To ﬁnd the time when the projectile returns to ground level, we need to ﬁnd where the graph of \(y = 8+100t−4.9t^2\) crosses the horizontal axis (in this case the t-axis) . Select **2:zero** from the **CALC** menu. Use the arrow keys to move the cursor slightly to the left of the \(t\)-intercept, then press **ENTER** in response to “Left bound.” Move your cursor slightly to the right of the t-intercept, then press **ENTER** in response to “Right bound.” Leave your cursor where it is and press **ENTER** in response to “Guess.” The result is shown in Figure \(\PageIndex{11}\).

- Label the horizontal and vertical axes with \(t\) and \(y\), respectively (see Figure \(\PageIndex{12}\)). Include the units (seconds (s) and meters (m)).
- Place your
**WINDOW**parameters at the end of each axis (see Figure \(\PageIndex{12}\)). - Label the graph with its equation (see Figure \(\PageIndex{12}\)).
- Draw a dashed vertical line through the \(t\)-intercept. Shade and label the \(t\)-value of the point where the dashed vertical line crosses the \(t\)-axis. This is the solution of the equation \(0 = 8 + 100t−4.9t^2\) (see Figure \(\PageIndex{12}\)).
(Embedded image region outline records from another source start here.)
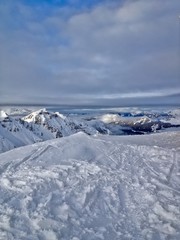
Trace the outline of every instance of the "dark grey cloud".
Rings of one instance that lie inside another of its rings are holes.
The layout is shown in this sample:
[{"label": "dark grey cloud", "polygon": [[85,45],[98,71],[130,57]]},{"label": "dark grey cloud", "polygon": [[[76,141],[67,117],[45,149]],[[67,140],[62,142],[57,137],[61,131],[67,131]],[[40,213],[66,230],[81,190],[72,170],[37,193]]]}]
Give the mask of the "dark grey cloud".
[{"label": "dark grey cloud", "polygon": [[179,13],[179,0],[2,1],[1,103],[178,103]]}]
Rounding to the nearest tenth of a second, it takes the projectile approximately \(t ≈ 20.5\) seconds to hit the ground.

Exercise \(\PageIndex{4}\)

If a projectile is launched with an initial velocity of \(60\) meters per second from a rooftop \(12\) meters above ground level, at what time will the projectile return to ground level?